LEIPZIG, Germany --- The U.S. Central Intelligence Agency has devised technology to restrict the use of anti-aircraft missiles after they leave American hands, a researcher said, a move that experts say could persuade the United States that it would be safe to disseminate powerful weapons more frequently.

The new technology is intended for use with shoulder-fired missiles called Man-Portable Air-Defense Systems (MANPADS), Dutch researcher Jos Wetzels told a cybersecurity conference in Leipzig, Germany on Saturday. Wetzels said the system was laid out in a batch of CIA documents published by WikiLeaks in 2017 but that the files were mislabeled and attracted little public attention until now.

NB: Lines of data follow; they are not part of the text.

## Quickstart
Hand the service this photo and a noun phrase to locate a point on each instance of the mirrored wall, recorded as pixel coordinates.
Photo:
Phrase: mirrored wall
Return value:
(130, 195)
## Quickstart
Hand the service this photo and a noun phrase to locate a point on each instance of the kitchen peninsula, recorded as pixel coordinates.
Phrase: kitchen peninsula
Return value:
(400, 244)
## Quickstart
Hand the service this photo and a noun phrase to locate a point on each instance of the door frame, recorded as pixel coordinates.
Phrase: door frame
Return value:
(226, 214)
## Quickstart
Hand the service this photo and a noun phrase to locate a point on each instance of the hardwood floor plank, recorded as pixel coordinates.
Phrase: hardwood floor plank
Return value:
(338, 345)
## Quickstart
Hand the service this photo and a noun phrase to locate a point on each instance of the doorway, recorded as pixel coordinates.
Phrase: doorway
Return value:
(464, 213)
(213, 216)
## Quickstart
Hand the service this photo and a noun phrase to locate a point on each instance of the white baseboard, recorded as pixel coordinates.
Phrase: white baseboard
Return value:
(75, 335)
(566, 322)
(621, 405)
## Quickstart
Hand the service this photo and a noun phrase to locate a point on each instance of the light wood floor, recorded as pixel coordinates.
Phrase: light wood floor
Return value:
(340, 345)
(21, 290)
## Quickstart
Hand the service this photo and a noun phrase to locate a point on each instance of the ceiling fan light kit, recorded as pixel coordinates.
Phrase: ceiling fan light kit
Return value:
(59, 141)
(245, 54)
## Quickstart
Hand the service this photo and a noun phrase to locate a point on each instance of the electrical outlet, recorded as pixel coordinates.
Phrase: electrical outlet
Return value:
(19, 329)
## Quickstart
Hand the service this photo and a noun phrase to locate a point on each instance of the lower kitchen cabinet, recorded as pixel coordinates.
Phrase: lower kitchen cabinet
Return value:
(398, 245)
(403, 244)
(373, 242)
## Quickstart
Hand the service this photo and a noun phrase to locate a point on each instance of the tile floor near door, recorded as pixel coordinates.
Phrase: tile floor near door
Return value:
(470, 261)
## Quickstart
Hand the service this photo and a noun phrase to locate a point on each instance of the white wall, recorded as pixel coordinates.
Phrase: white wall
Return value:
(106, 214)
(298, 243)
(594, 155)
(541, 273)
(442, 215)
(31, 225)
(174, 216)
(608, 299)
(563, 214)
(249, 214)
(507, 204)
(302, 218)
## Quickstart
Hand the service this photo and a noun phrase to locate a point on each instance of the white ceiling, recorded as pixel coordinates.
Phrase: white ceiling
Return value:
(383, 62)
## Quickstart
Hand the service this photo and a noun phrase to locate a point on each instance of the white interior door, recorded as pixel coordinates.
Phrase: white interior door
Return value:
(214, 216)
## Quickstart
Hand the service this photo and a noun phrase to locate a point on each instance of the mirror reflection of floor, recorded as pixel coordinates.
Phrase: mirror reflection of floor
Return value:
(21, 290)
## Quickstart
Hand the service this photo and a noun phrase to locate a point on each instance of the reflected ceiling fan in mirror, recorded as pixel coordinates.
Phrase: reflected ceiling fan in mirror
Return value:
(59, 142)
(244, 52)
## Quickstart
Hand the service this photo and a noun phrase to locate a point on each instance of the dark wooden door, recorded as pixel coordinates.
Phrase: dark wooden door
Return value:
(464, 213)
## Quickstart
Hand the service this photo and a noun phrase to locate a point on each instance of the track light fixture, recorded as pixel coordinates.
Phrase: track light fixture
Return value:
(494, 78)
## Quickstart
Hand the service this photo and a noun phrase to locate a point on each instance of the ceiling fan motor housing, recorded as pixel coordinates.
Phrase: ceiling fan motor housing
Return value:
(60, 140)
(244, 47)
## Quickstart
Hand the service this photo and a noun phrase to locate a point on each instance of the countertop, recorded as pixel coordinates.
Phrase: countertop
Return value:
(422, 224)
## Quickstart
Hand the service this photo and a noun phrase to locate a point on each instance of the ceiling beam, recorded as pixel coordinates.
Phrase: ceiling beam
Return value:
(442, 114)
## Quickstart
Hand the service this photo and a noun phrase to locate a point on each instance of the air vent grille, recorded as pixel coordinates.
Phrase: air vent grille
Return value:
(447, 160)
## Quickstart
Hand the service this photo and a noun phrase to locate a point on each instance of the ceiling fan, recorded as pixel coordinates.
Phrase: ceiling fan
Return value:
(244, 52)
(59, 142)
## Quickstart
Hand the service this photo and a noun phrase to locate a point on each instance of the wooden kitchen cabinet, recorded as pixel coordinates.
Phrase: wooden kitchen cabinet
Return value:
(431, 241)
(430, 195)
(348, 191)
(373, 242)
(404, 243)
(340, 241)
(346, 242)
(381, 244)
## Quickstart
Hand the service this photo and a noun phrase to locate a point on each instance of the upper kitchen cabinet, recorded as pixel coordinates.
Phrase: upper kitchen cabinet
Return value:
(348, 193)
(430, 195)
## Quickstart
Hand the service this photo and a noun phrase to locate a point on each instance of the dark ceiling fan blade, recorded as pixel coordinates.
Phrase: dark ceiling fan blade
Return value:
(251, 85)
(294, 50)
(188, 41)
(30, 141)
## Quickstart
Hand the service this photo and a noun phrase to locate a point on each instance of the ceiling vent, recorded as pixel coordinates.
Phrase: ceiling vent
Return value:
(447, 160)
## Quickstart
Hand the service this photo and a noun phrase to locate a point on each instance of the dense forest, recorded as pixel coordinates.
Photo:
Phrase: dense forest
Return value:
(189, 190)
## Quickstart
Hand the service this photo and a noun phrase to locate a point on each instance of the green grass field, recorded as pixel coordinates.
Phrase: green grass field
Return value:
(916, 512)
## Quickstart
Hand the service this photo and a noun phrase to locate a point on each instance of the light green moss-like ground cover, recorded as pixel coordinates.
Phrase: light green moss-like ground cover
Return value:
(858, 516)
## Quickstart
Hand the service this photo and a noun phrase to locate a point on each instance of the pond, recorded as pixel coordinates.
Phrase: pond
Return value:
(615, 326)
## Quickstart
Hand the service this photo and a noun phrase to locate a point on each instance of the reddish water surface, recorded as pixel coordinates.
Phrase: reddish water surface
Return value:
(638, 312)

Wetzels said the CIA had come up with a "smart arms control solution" that would restrict the use of missiles "to a particular time and a particular place." The technique, referred to as "geofencing," blocks the use of a device outside a specific geographic area.

Weapons that are disabled when they leave the battlefield could be an attractive feature. Supplied to U.S. allies, the highly portable missiles can help win wars, but they have often been lost, sold, or passed to extremists.

For example, Stinger MANPADS supplied by the United States are credited with helping mujahedeen rebels drive Soviet forces out of Afghanistan in a conflict that spanned the 1980s and 1990s. But U.S. officials have since spent billions of dollars to clear the missiles from the country — and from other conflict zones around the world

Wetzels said it was unclear whether the CIA's design ever left the drawing board or where it was meant to have been deployed, but he noted that the apparent period of development in the documents' metadata — 2014 to 2015 — roughly coincided with media reports about the deployment of MANPADS to rebels in Syria. Geofencing might have been seen as a way of ensuring the missiles were used on the Syrian battlefield and nowhere else, he said.

The CIA declined to comment.

Outside experts who reviewed Wetzels' analysis said they found it plausible.

N.R. Jenzen-Jones, who directs the British-based ARES intelligence consultancy, said geofencing has long been discussed as a safeguard to allow powerful weapons "into the hands of friendly forces operating in high-risk environments."

Wetzels said geofencing was no panacea, running through a list of security vulnerabilities that could be used by insurgents to bypass the restrictions.

"It's not a watertight solution," he said.